Saccadic eye movements evoked by optogenetic activation of primate V1

Abstract

Optogenetics has advanced our understanding of the neural basis of simple behaviors in rodents and small animals. In primates, however, for which more sophisticated behavioral assays exist, optogenetic manipulations of behavior have been unsuccessful. We found that monkeys reliably shifted their gaze toward the receptive field of optically driven channelrhodopsin-2-expressing neurons of the primary visual cortex. This result establishes optogenetics as a viable tool for the causal analysis of behavior in primate brain.

Figure 1

Task description and distributions of saccade endpoints in Fix trials. Schematics in (a) and (b) show task events for trials with and without optical stimulation (‘Fix’ and ‘Fix+Op’ respectively). On both Fix and Fix+Op trials, monkeys were required to maintain fixation for 0.5–1 sec on a central fixation point (FP, black square) and received liquid reward immediately after FP disappeared. On Fix+Op trials (b), the disappearance of FP was followed by optical stimulation, which consisted of light pulses of 0.1 to 0.25 sec duration. Black circles in the topmost panel of the schematic diagrams represent endpoints of spontaneous saccades made after the disappearance of FP. Middle and bottom panels show post–fixation spontaneous saccades in example experimental sessions in the two monkeys. Whereas in the Fix condition (a), saccade endpoints (black circles) were broadly distributed, in the Fix+Op condition, they were concentrated near the RF of the stimulated neurons (orange) even though no visual target was presented. In these sessions, the laser intensity was set to 50 mW for monkey 1 and 20 mW for monkey 2. (c) Comparison of saccade endpoints in trials with and without optical stimulation. For each experiment, we measured the distance of each saccade endpoint to the center of the RF of the optically stimulated neurons and computed a mean distance for the Fix and Fix+Op trials in each block. In most experiments, saccades in Fix+Op trials (ordinate) landed closer to the RF center than saccades n the Fix trials (abscissa). Red circles and blue squares correspond to data collected from monkey 1 and monkey 2, respectively. Filled symbols correspond to blocks in which the optical stimulation had a significant effect on behavior (Mann–Whitney, p<0.05).

Figure 2

V1 activity associated with the four experimental conditions. Each row corresponds to multiunit activity recorded at a different V1 site. In each panel, the raster plot shows spiking times (black ticks) of individual trials (rows), and the PSTH shows the average firing rates (bin width = 20 ms). (a) Spikes times and the corresponding PSTHs for the Fix conditions were aligned to the time when the fixation point disappeared. (b) In the Tar condition, spikes were aligned to the time of the onset of the visual target.

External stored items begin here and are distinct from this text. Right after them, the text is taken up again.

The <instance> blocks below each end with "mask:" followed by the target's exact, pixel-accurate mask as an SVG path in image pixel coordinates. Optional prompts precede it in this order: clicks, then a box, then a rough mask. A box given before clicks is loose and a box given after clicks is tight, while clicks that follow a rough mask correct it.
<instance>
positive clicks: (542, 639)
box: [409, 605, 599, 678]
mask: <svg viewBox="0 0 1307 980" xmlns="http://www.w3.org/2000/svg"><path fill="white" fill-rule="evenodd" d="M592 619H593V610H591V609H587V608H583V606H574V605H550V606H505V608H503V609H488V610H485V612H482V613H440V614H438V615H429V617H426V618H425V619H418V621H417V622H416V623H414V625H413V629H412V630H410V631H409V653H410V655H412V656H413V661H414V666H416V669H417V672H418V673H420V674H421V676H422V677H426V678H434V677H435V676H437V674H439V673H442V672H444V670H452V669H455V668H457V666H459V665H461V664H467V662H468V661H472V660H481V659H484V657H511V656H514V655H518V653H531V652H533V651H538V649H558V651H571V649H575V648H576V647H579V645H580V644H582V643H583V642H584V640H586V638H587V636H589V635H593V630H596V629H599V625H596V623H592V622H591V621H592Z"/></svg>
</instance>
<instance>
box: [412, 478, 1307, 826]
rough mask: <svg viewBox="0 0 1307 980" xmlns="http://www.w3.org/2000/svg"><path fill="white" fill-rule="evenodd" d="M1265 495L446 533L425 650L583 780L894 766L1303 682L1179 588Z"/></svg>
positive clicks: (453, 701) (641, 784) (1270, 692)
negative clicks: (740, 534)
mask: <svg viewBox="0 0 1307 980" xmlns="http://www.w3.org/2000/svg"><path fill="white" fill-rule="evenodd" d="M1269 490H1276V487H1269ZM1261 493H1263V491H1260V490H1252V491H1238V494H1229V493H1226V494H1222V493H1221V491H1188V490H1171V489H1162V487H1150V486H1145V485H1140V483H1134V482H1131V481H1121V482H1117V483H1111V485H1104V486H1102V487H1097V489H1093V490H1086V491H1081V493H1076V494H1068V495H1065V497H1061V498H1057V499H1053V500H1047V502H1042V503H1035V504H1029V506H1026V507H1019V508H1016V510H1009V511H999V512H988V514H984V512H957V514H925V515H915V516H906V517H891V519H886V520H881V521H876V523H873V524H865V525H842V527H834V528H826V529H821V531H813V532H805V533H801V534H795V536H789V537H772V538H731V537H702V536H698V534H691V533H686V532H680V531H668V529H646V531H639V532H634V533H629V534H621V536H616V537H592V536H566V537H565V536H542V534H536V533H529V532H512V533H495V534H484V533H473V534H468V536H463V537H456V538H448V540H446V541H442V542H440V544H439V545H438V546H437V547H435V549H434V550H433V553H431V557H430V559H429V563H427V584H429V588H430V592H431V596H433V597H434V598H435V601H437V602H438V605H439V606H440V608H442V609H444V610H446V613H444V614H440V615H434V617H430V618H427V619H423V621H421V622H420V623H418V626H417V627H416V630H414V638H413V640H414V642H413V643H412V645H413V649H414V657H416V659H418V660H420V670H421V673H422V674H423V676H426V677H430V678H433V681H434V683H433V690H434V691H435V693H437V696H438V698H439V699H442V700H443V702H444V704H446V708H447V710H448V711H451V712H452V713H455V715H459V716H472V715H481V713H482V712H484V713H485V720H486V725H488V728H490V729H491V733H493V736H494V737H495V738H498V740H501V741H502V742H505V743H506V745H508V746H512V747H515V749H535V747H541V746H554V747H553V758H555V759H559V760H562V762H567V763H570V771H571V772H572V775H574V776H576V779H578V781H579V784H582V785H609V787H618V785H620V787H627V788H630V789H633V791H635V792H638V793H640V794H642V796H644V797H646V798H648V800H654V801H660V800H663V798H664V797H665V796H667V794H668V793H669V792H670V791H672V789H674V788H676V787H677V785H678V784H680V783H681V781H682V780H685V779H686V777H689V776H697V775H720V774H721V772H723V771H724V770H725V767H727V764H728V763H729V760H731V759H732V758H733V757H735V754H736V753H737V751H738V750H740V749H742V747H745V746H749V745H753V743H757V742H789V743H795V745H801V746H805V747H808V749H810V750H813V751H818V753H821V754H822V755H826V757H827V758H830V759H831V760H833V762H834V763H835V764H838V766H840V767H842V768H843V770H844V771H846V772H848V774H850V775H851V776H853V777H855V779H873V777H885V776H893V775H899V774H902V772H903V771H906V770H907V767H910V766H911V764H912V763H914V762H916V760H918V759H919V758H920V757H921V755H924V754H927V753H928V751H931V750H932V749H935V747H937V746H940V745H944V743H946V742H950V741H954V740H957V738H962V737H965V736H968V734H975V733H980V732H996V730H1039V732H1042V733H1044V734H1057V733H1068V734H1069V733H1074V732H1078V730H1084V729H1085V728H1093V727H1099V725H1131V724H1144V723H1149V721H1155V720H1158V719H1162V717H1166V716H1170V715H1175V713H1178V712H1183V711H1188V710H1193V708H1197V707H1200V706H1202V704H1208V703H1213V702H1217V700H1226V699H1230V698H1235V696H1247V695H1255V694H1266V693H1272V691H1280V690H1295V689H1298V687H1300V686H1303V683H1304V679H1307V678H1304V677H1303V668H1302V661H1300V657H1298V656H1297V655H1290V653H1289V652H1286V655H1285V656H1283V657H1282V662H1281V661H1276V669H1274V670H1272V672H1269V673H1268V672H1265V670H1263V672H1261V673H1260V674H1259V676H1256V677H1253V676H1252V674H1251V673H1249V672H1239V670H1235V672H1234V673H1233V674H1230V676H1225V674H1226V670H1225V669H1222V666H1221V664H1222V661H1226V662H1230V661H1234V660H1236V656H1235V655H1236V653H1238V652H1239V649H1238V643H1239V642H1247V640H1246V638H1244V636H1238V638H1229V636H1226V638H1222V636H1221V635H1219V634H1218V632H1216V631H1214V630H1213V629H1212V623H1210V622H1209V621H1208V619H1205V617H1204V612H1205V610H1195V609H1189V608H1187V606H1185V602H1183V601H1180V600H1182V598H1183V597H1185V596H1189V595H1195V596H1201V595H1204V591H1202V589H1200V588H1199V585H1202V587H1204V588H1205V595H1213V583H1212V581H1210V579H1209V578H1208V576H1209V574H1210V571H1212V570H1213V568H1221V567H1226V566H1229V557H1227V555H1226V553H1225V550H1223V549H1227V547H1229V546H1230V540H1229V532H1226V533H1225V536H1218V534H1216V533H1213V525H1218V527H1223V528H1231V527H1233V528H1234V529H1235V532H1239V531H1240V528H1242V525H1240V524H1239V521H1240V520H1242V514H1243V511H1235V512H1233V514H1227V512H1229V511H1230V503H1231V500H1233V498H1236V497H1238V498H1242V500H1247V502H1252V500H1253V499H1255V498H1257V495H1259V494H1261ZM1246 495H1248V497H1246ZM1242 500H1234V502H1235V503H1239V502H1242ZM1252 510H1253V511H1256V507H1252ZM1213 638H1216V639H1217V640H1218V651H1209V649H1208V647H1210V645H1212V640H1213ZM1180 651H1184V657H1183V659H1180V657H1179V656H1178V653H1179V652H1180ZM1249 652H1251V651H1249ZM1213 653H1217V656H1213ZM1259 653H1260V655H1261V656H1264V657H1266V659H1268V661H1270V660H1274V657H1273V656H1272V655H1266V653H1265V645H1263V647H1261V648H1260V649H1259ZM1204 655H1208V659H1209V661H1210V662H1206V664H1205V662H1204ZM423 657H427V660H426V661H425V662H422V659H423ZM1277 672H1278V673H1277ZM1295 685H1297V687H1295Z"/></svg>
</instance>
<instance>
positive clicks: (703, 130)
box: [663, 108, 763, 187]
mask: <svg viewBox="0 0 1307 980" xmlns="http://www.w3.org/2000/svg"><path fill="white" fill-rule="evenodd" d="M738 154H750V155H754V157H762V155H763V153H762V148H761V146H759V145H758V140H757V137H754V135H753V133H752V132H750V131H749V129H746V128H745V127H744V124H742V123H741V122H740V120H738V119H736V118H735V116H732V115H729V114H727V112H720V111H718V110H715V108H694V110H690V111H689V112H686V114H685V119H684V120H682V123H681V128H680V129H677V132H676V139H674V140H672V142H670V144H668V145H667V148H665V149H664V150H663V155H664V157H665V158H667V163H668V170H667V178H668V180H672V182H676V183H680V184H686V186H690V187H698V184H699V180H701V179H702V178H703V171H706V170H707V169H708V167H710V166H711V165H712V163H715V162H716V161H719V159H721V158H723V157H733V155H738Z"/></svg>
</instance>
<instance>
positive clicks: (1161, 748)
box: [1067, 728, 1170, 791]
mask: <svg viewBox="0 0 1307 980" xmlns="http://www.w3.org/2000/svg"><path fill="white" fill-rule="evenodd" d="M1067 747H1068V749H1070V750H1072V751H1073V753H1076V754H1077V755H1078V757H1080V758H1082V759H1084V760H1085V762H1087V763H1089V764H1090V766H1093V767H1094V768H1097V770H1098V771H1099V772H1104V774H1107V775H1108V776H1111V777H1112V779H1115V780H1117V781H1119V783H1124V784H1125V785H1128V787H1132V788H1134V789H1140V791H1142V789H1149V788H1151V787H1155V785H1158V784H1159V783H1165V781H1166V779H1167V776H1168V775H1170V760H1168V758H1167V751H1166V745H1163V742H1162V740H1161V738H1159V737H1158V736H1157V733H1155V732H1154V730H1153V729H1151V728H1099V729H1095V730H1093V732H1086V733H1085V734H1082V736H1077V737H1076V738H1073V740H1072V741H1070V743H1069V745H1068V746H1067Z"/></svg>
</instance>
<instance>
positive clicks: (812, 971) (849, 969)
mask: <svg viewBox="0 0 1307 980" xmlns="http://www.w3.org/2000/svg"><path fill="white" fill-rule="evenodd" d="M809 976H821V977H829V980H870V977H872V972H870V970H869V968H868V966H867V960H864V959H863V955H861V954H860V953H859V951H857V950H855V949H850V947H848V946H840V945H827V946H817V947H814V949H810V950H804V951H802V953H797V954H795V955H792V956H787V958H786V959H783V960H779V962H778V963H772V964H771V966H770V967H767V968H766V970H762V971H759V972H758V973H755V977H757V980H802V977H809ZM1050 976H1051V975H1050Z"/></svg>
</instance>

In the Fix+Op (c) and Tar+Op (d) conditions, trials were aligned to the onset of optical stimulation (laser power: 50 mW). The top and bottom rows show PSTHs at recording sites approximately 450 and 525 μm from the cortical surface respectively. At both sites, Tar+Op responses (d) were more similar to Fix+Op responses (b) than to Tar responses (c). The blue bar indicates the duration of optical stimulation.

Figure 3

Histological analysis of ChR2 expression in V1. (a) Montage of three coronal sections of V1 near the injection site. The left section was unstained and was imaged for red fluorescence (ChR2–mCherry), the middle section was stained with cresyl violet and imaged under bright field, and the right section was stained with DAPI and imaged for red and blue fluorescence (DAPI has been rendered white). The unstained and cresyl violet–stained sections, which were 50 μm apart, were aligned digitally on the basis of blood vessels (e.g. white arrow). The DAPI–stained section, which was approximately 1 mm from the injection site, had fewer transduced cells (scattered red spots). (b) Fluorescence image of a coronal section of V1 near the site of injection showing ChR2–expressing cells (red) along with DAPI (blue) and GFAP staining (green). Because GFAP is expressed in glial cells, the absence of GFAP staining in ChR2–expressing cells suggests that the transduced cells were not glial.